II. Die Kündi­gun­gen der Be­klag­ten vom 00.00.2011 ha­ben das Ar­beits­verhält­nis der Par­tei­en auch nicht frist­gemäß be­en­det.

1. Auf das Ar­beits­verhält­nis fin­det der Ers­te Ab­schnitt des Kündi­gungs­schutz­ge­set­zes (KSchG) An­wen­dung, da im Be­trieb der Be­klag­ten re­gelmäßig mehr als zehn Ar­beit­neh­mer voll­zei­tig tätig sind und das Ar­beits­verhält­nis der Par­tei­en länger als sechs Mo­na­te be­steht (vgl. §§ 1 Abs. 1, 23 Abs. 1 KSchG).

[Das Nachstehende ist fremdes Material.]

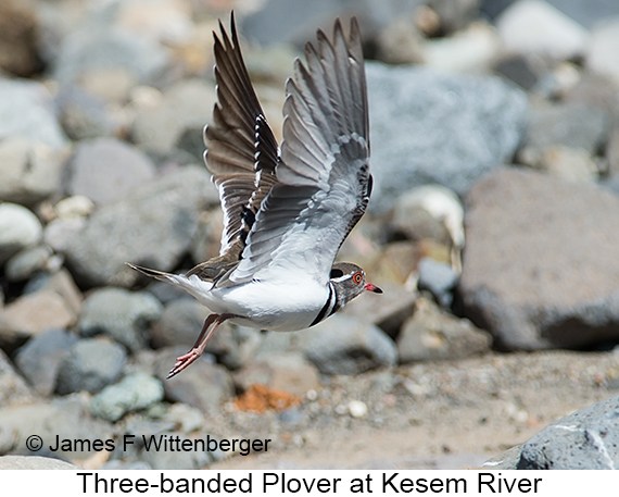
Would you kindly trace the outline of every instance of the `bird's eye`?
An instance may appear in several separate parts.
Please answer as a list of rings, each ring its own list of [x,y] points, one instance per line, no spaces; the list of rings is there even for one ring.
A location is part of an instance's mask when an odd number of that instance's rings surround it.
[[[331,270],[331,274],[329,275],[329,277],[332,279],[334,277],[342,277],[344,275],[344,272],[342,270]]]

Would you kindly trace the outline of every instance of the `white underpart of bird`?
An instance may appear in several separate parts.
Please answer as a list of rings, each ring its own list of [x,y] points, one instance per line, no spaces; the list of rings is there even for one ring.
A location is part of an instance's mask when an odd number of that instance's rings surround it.
[[[277,145],[244,65],[231,18],[215,39],[217,103],[206,126],[205,160],[224,211],[219,256],[185,274],[135,264],[178,286],[213,314],[168,377],[195,361],[226,321],[278,332],[311,327],[365,290],[362,268],[334,262],[371,192],[369,124],[361,34],[339,20],[317,32],[306,65],[294,62]]]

Die Kündi­gun­gen sind nicht so­zi­al ge­recht­fer­tigt i. S. d. § 1 Abs. 2 KSchG. Sie sind ins­be­son­de­re - wie be­reits dar­ge­legt - nicht durch Gründe, die im Ver­hal­ten der Kläge­rin lie­gen, be­dingt. Da auch für ei­ne frist­gemäße ver­hal­tens­be­ding­te Kündi­gung grundsätz­lich das Pro­gno­se­prin­zip gilt, wäre auch das in­so­weit der Kläge­rin even­tu­ell al­lein vor­werf­ba­re Drücken des „Gefällt-mir“-But­tons oh­ne vor­an­ge­gan­ge­ne Ab­mah­nung nicht ge­eig­net, die frist­gemäße Be­en­di­gung des Ar­beits­verhält­nis­ses zu recht­fer­ti­gen. In­so­weit wird zur Be­gründung – auch hin­sicht­lich der frist­gemäßen Ver­dachtskündi­gung - auf die obi­gen Ausführun­gen ver­wie­sen.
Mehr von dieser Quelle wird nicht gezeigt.